Entre los representantes del sector privado está Valentín Díez Morodo, actual presidente del Consejo Empresarial Mexicano de Comercio Exterior, Inversión y Tecnología, AC (COMCE).

 

PRESENCIA EN BCS

DESALARORA CARTELEl pasado 23 de agosto, OHL sorprendió al sector ambiental nacional e internacional cuando el gobierno de Felipe Calderón Hinojosa anunció que el consorcio español presentó ante la SEMARNAT un plan turístico-inmobiliario denominado Los Pericúes para desarrollar el arrecife de Cabo Pulmo, Baja California Sur.

Esto apenas dos meses después de que Calderón anunció la cancelación del desarrollo turístico Cabo Cortés, al lado del parque nacional Cabo Pulmo, cuestionado por los habitantes del sitio, científicos y organizaciones ambientalistas por los eventuales daños que aquel megaproyecto turístico e inmobiliario causaría al arrecife.
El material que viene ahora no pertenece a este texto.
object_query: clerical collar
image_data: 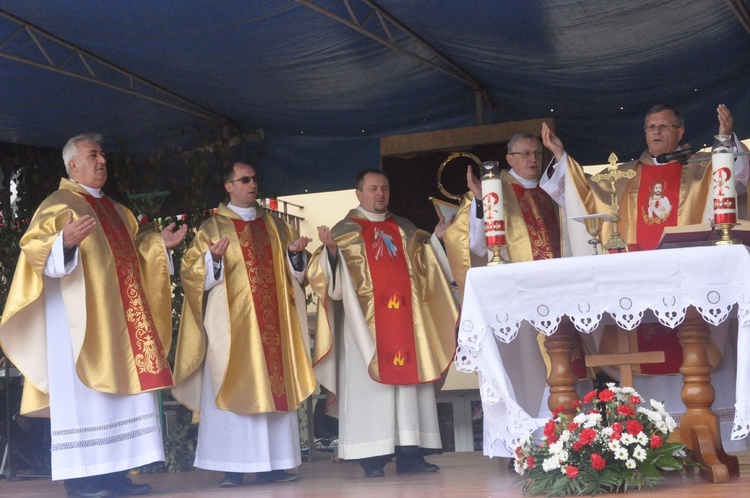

Finalmente OHL retiró su propuesta en Cabo Pulmo, pero aún tiene negocios en Baja California Sur: En la ciudad de Cabo San Lucas, a través de OHL Medio Ambiente lnima, es dueña de la empresa mexicana PROMOAQUA Desalación de Los Cabos, S.A. de C.V., la cual opera con dificultades técnicas una planta desaladora de agua de mar de 21.5 metros cúbicos diarios de capacidad para surtir las necesidades de 105 mil habitantes de aquella metrópoli turística-

De acuerdo con información de diarios sudcalifornianos, a principios de enero de este año el Organismo Operador Municipal del Sistema de Agua Potable, Alcantarillado y Saneamiento de Cabo San Lucas, exhortó a la empresa a resolver en definitiva los problemas técnicos que le impiden cumplir con el contrato de concesión de servicio de desalación de agua marina.

De no hacerlo, agregan las notas periodísticas, el gobierno municipal se hará cargo de la planta y/o dejará de pagar la contraprestación a la empresa filial de OHL.

Mensualmente, el municipio cabeño paga entre cinco y seis millones de pesos por la entrega de agua de la empresa PROMAQUA, la cual administra la planta desalinizadora para el abasto de las familias que viven en las colonias y fraccionamientos del norte de Cabo San Lucas, los cuales se abastecen de la planta desalinizadora “Los Cangrejos” (A los Cuatro Vientos).